I was just wondering whether it is possible to use Roofit to generate toy data from simulated data, using the data points of the simulated data themselves to generate the toy data? I know you can use a RooHistPdf to do something roughly similar, but I wonder whether what I am describing is possible or not?
Hi @StephanH, thanks for your reply. Sorry if I wasn’t too clear in my original post. I guess I want to generate ‘new’ toy data points based on the old data points, but these new data points would statistically have the same empirical form as the original data. I think maybe bootstrapping is what I am looking for?
It might actually be easier:
If you are happy with having a weighted dataset, but you just want to wiggle the relative probabilites, just re-throw the weights. For each weight w, generate a w' = random_poisson(w).

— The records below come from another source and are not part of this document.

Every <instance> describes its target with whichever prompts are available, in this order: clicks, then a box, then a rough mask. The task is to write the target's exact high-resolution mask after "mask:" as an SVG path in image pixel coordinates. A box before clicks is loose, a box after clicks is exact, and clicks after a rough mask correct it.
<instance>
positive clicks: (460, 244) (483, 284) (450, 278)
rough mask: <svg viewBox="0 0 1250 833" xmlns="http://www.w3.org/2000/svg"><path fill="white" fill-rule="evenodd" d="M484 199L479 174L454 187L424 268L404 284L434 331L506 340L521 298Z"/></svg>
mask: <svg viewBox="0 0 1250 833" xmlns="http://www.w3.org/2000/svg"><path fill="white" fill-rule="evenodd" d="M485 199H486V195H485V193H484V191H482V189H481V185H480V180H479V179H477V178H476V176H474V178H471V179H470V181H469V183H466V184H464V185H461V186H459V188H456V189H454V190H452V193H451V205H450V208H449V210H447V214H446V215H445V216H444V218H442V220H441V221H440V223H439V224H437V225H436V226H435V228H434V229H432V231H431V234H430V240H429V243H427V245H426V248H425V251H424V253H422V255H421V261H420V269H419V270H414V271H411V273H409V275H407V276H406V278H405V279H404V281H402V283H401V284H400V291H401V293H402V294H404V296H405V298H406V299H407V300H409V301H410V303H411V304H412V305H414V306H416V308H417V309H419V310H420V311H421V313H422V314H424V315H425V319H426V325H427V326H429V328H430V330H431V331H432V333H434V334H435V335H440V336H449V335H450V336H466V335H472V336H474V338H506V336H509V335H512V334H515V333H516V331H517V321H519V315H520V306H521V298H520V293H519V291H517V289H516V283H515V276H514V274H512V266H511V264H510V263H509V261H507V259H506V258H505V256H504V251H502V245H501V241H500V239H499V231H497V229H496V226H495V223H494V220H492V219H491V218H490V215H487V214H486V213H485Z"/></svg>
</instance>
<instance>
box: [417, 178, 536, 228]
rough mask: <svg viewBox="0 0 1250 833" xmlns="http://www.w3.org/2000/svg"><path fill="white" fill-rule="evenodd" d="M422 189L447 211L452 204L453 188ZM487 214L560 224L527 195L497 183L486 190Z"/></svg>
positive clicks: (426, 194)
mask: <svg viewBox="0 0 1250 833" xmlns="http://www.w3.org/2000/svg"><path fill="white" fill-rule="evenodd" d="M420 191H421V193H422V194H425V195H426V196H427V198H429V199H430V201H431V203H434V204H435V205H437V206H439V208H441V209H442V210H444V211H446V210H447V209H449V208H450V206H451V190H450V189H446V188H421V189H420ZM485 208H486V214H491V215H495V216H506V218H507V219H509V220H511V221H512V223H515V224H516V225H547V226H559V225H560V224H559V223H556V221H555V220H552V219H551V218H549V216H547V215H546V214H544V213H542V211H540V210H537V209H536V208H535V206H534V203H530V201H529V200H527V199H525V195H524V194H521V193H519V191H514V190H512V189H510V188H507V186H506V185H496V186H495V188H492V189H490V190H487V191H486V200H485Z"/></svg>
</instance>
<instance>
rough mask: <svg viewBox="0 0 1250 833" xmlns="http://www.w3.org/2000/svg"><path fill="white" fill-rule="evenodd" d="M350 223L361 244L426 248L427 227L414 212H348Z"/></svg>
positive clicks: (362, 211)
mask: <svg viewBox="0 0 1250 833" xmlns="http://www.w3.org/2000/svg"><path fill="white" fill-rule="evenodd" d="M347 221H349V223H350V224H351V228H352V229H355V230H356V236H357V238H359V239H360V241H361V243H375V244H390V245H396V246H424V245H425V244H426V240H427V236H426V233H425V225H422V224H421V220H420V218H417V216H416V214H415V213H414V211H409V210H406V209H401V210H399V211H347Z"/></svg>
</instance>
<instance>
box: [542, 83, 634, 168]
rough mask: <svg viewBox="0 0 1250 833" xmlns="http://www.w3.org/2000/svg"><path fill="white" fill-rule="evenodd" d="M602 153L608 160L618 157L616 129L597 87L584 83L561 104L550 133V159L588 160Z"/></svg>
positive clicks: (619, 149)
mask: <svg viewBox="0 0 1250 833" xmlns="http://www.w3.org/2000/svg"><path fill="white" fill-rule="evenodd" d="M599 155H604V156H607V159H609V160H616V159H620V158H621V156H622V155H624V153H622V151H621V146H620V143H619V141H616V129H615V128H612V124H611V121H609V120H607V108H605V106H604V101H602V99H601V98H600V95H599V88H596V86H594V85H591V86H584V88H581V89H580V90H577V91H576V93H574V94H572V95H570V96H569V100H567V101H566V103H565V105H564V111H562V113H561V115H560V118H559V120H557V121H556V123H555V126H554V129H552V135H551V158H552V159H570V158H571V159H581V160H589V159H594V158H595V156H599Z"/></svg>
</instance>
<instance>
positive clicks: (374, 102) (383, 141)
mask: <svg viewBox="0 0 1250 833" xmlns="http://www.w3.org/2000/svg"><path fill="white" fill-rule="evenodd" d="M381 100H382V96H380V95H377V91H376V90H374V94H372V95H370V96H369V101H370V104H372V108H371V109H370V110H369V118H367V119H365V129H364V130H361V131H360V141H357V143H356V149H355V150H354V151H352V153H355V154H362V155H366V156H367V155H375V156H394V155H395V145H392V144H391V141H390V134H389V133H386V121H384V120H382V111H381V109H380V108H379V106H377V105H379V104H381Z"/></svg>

You need to retrieve all weights, and make a cumulative distribution of weights. For weights 3, 2, 1, that would be 3, 5, 6.
Now, throw a random number between 0 and 6, and find the interval this thing falls into. Let’s say you get a 1, that’s index 0, since it’s smaller than 3. A 4 is index 1, since larger than 3 but smaller than 5, a 5.3 is index 2.
Draw the event at this index from the original dataset, and put it in the new dataset.
You will get an (unweighted!) dataset where events pop up as often as their weights in the original dataset dictate.